Sen. Jeff Magrum, R-Hazelton played a role in almost all of these bills. Magrum is a vocal opponent of the Summit Carbon Solutions CO2 pipeline that would transport the heat-trapping gas from ethanol refineries in five states to North Dakota for permanent underground storage. Some state officials hope the line will one day be extended to the Bakken so CO2 can be used for enhanced oil recovery, though Summit has said for now the pipeline will be used to store CO2 permanently.
The $8.9 billion pipeline's North Dakota route was approved by the state PSC last year after two years of proceedings, but it faces a slew of regulatory, legislative and judicial challenges across the five states it would cross because of concerns related to safety and property rights.

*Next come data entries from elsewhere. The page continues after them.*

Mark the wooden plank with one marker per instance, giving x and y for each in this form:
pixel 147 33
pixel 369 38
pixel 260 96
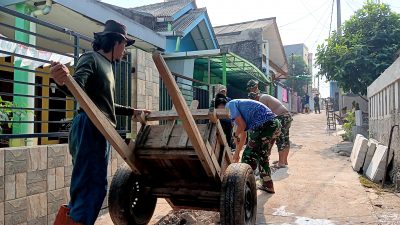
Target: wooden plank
pixel 101 122
pixel 168 130
pixel 198 114
pixel 187 154
pixel 214 159
pixel 184 114
pixel 184 138
pixel 185 192
pixel 221 135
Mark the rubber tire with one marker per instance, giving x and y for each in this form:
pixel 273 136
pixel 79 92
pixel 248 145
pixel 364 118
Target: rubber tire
pixel 238 181
pixel 123 193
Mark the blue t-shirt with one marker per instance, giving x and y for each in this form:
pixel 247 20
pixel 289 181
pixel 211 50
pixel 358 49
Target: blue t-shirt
pixel 253 112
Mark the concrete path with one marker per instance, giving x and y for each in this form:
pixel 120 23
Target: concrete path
pixel 318 188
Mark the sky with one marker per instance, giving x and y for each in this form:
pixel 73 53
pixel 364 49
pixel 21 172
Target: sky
pixel 299 21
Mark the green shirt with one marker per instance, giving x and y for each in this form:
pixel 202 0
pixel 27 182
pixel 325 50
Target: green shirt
pixel 94 73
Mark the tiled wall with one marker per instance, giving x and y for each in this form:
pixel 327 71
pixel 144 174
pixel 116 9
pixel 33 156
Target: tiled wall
pixel 34 182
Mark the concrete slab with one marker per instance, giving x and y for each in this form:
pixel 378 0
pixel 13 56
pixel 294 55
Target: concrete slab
pixel 359 152
pixel 376 168
pixel 372 144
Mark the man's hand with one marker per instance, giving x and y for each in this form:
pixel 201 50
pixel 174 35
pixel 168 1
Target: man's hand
pixel 236 156
pixel 139 111
pixel 59 73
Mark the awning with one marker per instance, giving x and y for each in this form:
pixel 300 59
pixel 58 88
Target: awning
pixel 236 69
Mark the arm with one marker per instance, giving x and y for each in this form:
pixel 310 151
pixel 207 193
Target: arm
pixel 85 68
pixel 129 111
pixel 240 137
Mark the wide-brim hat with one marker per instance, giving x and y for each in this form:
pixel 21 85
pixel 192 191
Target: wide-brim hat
pixel 113 27
pixel 251 84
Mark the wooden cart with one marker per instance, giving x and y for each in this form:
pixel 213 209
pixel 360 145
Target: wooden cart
pixel 188 164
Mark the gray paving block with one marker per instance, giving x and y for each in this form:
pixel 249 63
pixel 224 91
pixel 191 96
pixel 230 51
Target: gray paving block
pixel 372 144
pixel 359 152
pixel 376 168
pixel 355 147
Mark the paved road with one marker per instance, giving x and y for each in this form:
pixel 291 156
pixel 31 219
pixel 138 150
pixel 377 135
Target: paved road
pixel 319 187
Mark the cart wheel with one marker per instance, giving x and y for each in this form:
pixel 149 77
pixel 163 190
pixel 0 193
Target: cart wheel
pixel 128 201
pixel 238 203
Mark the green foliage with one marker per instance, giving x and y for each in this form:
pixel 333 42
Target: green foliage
pixel 350 121
pixel 299 75
pixel 8 113
pixel 368 46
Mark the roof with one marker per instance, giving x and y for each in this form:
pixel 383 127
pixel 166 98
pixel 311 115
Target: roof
pixel 164 9
pixel 238 27
pixel 260 30
pixel 184 21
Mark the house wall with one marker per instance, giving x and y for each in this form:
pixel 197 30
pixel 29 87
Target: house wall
pixel 384 112
pixel 348 102
pixel 35 181
pixel 249 50
pixel 145 84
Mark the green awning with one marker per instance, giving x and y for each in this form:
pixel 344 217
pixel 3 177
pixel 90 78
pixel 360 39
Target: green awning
pixel 238 70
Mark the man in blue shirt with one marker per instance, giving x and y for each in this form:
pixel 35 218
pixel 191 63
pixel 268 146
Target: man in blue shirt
pixel 263 128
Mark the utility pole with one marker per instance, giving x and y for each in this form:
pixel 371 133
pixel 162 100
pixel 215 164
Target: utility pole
pixel 293 72
pixel 339 17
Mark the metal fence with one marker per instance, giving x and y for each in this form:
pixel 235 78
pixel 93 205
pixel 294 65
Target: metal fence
pixel 31 105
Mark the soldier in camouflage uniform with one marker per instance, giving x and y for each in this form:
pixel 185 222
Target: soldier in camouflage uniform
pixel 263 128
pixel 283 115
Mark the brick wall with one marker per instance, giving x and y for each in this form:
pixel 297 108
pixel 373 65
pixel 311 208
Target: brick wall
pixel 384 112
pixel 34 182
pixel 145 83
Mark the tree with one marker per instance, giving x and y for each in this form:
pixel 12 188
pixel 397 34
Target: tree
pixel 370 41
pixel 299 75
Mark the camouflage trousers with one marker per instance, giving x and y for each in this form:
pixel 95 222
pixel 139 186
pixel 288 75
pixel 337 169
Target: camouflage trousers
pixel 283 140
pixel 258 148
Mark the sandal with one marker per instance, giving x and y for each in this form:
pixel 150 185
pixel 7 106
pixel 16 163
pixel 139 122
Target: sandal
pixel 268 187
pixel 279 166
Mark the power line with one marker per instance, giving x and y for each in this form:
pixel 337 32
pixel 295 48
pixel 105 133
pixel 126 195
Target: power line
pixel 303 17
pixel 348 4
pixel 322 29
pixel 316 25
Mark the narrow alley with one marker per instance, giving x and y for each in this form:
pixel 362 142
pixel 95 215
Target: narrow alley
pixel 318 188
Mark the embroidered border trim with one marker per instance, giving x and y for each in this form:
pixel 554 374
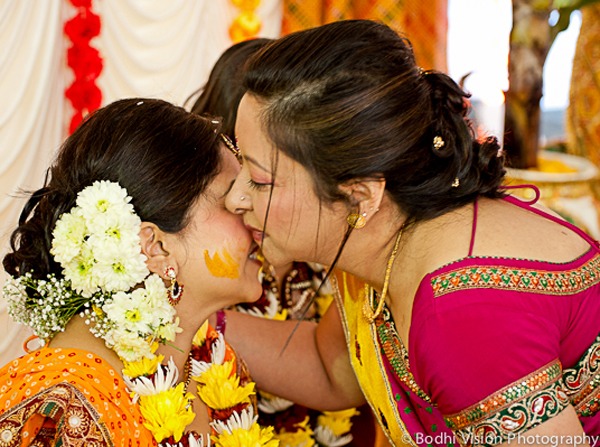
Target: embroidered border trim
pixel 525 280
pixel 76 419
pixel 516 408
pixel 394 350
pixel 582 382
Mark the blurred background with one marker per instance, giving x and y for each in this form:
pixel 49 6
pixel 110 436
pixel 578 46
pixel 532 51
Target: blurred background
pixel 61 59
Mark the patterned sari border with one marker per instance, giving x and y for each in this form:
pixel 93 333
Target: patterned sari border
pixel 518 390
pixel 519 279
pixel 62 402
pixel 406 438
pixel 517 408
pixel 582 381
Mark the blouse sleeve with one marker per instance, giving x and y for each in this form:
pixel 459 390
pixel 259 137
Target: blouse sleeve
pixel 489 359
pixel 59 415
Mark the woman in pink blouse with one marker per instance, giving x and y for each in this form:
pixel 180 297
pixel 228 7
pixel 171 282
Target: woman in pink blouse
pixel 479 320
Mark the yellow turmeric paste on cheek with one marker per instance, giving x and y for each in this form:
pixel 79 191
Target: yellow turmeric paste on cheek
pixel 222 266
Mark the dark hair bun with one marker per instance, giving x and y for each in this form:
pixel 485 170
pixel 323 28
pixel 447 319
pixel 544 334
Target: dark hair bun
pixel 346 100
pixel 161 154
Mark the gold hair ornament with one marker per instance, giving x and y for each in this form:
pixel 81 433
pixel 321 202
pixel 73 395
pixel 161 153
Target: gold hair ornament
pixel 232 147
pixel 368 312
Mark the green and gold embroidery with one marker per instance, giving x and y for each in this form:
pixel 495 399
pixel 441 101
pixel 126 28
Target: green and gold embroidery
pixel 396 353
pixel 518 279
pixel 583 380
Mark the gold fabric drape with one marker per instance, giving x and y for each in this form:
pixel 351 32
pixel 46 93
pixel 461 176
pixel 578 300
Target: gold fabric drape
pixel 424 23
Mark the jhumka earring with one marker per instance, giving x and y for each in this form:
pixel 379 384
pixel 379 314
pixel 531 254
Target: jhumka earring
pixel 356 220
pixel 176 289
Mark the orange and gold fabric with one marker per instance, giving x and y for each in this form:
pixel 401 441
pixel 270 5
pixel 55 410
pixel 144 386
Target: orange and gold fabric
pixel 424 23
pixel 57 396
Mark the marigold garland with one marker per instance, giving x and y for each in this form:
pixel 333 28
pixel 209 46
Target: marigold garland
pixel 98 247
pixel 247 24
pixel 84 94
pixel 295 425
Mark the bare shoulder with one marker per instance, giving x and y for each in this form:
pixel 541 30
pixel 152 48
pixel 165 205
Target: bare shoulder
pixel 506 230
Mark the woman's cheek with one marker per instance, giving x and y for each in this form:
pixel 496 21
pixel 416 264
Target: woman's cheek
pixel 224 262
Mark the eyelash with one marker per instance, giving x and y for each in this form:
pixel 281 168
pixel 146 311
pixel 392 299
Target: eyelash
pixel 258 186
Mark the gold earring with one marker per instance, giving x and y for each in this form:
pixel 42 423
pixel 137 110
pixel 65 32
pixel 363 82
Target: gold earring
pixel 356 220
pixel 176 290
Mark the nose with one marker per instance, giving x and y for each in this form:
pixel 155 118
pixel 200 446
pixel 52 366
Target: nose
pixel 237 201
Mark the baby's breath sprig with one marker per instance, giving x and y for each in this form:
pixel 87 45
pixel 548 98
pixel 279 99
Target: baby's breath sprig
pixel 45 305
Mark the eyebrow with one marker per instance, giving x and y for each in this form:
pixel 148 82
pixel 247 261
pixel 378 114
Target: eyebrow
pixel 229 188
pixel 256 163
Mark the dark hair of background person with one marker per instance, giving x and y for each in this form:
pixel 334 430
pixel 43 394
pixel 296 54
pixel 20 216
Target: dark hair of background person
pixel 224 89
pixel 347 100
pixel 164 157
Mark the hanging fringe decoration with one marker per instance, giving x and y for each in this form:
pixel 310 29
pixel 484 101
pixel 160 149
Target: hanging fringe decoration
pixel 247 24
pixel 84 60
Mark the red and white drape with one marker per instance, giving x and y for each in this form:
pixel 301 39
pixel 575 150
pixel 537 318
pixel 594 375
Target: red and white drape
pixel 152 48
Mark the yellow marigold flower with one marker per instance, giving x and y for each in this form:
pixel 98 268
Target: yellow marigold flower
pixel 323 302
pixel 337 421
pixel 303 436
pixel 255 437
pixel 220 391
pixel 145 367
pixel 165 414
pixel 201 334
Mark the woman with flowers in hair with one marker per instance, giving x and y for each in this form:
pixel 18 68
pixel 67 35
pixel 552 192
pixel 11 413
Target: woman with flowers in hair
pixel 116 263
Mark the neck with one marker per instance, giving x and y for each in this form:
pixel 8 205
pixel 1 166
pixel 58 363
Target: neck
pixel 77 335
pixel 368 249
pixel 180 348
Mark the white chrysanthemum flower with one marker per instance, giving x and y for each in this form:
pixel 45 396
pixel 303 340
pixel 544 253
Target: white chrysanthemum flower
pixel 130 311
pixel 324 436
pixel 103 198
pixel 273 404
pixel 68 237
pixel 80 272
pixel 160 382
pixel 121 273
pixel 244 421
pixel 168 331
pixel 193 442
pixel 128 345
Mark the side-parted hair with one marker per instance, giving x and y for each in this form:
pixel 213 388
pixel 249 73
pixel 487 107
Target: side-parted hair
pixel 347 101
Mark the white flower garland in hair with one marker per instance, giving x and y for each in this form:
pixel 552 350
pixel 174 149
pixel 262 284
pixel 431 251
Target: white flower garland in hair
pixel 98 246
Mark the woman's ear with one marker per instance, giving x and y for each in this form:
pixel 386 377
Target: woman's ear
pixel 365 194
pixel 152 241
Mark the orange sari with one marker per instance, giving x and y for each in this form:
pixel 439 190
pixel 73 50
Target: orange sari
pixel 67 397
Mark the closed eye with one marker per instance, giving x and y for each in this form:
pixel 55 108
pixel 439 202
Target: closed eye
pixel 258 186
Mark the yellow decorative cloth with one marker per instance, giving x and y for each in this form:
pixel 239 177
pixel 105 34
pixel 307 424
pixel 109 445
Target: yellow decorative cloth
pixel 367 362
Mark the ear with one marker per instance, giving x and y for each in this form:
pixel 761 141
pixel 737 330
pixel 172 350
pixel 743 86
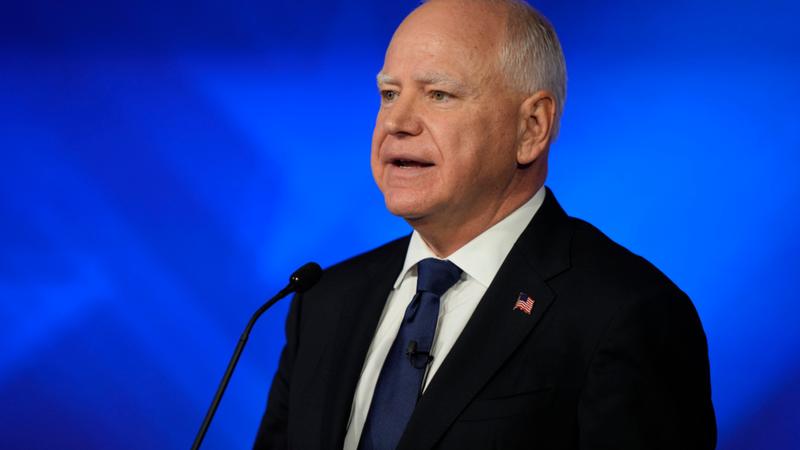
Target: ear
pixel 537 117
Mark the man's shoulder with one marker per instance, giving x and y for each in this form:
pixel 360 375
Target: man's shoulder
pixel 611 266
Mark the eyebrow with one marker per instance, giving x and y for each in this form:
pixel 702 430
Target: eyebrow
pixel 426 78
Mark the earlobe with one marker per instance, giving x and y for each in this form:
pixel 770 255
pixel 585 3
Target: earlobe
pixel 537 115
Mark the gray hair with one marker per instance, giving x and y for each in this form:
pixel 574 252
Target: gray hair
pixel 531 55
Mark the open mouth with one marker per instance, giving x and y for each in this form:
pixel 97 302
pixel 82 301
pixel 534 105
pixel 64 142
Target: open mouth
pixel 410 163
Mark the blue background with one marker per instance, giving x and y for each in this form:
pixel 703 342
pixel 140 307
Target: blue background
pixel 165 166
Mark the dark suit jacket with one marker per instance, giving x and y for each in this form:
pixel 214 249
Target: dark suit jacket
pixel 613 355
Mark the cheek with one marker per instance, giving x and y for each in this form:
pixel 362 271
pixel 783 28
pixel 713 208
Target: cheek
pixel 377 138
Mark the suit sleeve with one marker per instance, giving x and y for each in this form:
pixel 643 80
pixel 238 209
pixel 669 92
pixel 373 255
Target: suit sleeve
pixel 647 385
pixel 273 431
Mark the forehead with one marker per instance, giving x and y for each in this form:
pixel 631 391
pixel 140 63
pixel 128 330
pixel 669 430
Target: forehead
pixel 447 38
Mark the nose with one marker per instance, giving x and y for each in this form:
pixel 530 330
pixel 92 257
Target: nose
pixel 401 118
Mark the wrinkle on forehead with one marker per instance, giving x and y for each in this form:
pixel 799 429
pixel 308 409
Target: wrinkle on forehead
pixel 426 78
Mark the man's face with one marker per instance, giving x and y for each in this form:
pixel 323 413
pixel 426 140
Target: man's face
pixel 444 145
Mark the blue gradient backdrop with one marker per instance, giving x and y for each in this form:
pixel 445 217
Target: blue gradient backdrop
pixel 164 166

A piece of legislation from lawmakers who are Summit project supporters failed, too.
Senate Bill 2208 would have held back infrastructure cash from local governments that pass rules blocking state-approved energy or agricultural projects. It came following months of wrangling between Summit and two counties along the pipeline route that put in place local rules that would have greatly restricted where the line could go.
The effort failed by a vote of 19-27 with even lawmakers sympathetic to concerns expressed by the bill's backers arguing that it went too far.
"We don't like it when the federal government tells our state what to do. Why should we like it then when our own state is telling our cities, counties, school districts and other political sub(divisions) what to do?" said Sen. Mark Weber, R-Casselton, at the time.